Let $u:\;\mathbb R^n \rightarrow \mathbb R$
- Find all the spherically symmetric solutions for the $\mathsf Δ^2 u=0$
- Find one fundamental solution of the above equation
1) To begin with, I thought to turn the biharmonic operator in spherical coordinates and since we're talking about spherically symmetric solutions I wrote:
$(\frac{\partial ^2}{\partial r^2}\;+\;\frac{n-1}{r}\frac{\partial}{\partial r})(\frac{\partial ^2 v}{\partial r^2}\;+\;\frac{n-1}{r}\frac{\partial v}{\partial r})=0\;\;for\;u(x)=v(r)\;where\;r=\vert x \vert\;\;and\;x\in \mathbb R^n\;\;$
and then by computation I concluded to this:
$v_{rrrr}+\;\frac{2(n-1)}{r} v_{rrr}+\;\frac{(n-1)^2}{r^2} v_{rr}+\;\frac{(n-1)(3-n)}{r^3} v_{r}=0\;$. Then, I set $w(r)=v_{r} (r)\;$ and so the previous equation became $w_{rrr}+\;\frac{2(n-1)}{r} w_{rr}+\;\frac{(n-1)^2}{r^2} w_{r}+\;\frac{(n-1)(3-n)}{r^3} w=0\;$
Now, this is Euler's equation. I searched for solutions like $r^λ\;$ but at this point I got stuck! I find this : $ λ^3+(2n-5)λ^2+(n^2-4n+5)λ+(n-1)(3-n)=0\;$ which is something I cannot solve.

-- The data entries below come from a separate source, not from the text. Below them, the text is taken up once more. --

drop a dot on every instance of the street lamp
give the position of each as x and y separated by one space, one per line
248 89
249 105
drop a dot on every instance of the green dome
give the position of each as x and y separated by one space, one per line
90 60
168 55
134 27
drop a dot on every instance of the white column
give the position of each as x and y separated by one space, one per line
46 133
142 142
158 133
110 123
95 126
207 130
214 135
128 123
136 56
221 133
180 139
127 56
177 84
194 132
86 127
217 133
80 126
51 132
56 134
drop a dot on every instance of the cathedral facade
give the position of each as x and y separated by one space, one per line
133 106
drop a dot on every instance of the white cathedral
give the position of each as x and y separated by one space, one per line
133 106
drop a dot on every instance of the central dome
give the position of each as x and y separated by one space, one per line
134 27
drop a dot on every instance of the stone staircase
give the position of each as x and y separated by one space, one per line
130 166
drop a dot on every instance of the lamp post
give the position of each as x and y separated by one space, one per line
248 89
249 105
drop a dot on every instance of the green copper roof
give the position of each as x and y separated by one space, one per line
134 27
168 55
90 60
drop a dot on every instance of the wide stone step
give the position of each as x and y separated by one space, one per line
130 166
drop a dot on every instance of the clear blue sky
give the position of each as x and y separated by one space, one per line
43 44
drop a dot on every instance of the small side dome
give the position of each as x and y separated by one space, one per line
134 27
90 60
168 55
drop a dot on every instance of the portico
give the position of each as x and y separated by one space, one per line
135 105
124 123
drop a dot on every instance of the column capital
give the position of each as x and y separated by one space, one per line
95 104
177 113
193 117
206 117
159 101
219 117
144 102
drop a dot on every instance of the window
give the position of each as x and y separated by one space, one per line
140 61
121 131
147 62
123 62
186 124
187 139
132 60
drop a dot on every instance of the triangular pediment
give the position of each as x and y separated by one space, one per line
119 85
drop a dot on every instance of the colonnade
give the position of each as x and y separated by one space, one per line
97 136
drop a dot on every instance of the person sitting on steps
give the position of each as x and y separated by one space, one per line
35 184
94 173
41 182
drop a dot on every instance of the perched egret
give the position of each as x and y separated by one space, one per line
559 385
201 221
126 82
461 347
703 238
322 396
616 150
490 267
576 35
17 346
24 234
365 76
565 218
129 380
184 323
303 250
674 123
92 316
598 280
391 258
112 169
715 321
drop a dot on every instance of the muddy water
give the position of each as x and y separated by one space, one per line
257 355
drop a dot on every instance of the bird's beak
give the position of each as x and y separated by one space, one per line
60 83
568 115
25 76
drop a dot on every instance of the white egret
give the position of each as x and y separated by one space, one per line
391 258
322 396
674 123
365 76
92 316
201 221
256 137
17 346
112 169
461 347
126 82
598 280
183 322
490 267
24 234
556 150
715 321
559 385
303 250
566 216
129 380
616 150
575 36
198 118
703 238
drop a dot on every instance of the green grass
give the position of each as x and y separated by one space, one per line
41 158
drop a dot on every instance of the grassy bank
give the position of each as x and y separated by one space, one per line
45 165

2) It holds that any solution of Laplace equation is also a solution of biharmonic equation. Is it ok for somebody to claim any fundamental solution of Laplace equation is also a fundamental solution of biharmonic equation?
Do I miss something? Are there any wrong computations? Hints for other solutions than this are welcome of course.
Generally, when an ODE is factored as $L_1L_2v=0$, you should take advantage of the factored form, not to multiply $L_1L_2$ out. It's easier to solve two ODEs of second order than one ODE of 4th order.
In this case $L_1=L_2=L$, where $Lv = r^{1-n}(r^{n-1}v')'$. The equation $Lv=0$ has general solution $Ar^{2-n}+B$ (with a logarithm appearing here when $n=2$, this case should be treated separately).
Then, $L(Lv)=0$ reduces to $Lv = Ar^{2-n}+B$. Using the above form of $L$ leads to $(r^{n-1}v')' = Ar + Br^{n-1}$, hence $r^{n-1}v' = Ar^2 + Br^{n} + C$ (not the same constants as before), $v' = Ar^{3-n} + Br + Cr^{1-n}$ and finally $$v = Ar^{4-n} + Br^2 + Cr^{2-n}+D$$ Again, the cases when one of the exponents in this computation is zero $(n=2,3,4)$ should be considered separately.
For the fundamental solution, you want $\Delta u$ to be the fundamental solution of the Laplace equation, so that $\Delta^2 u$ is the delta function. This means $B=0$ above; the constants $C$ and $D$ won't be needed either. (But do pay attention to small dimensions: the answer is not $r^{4-n}$ in dimensions $\le 4$.)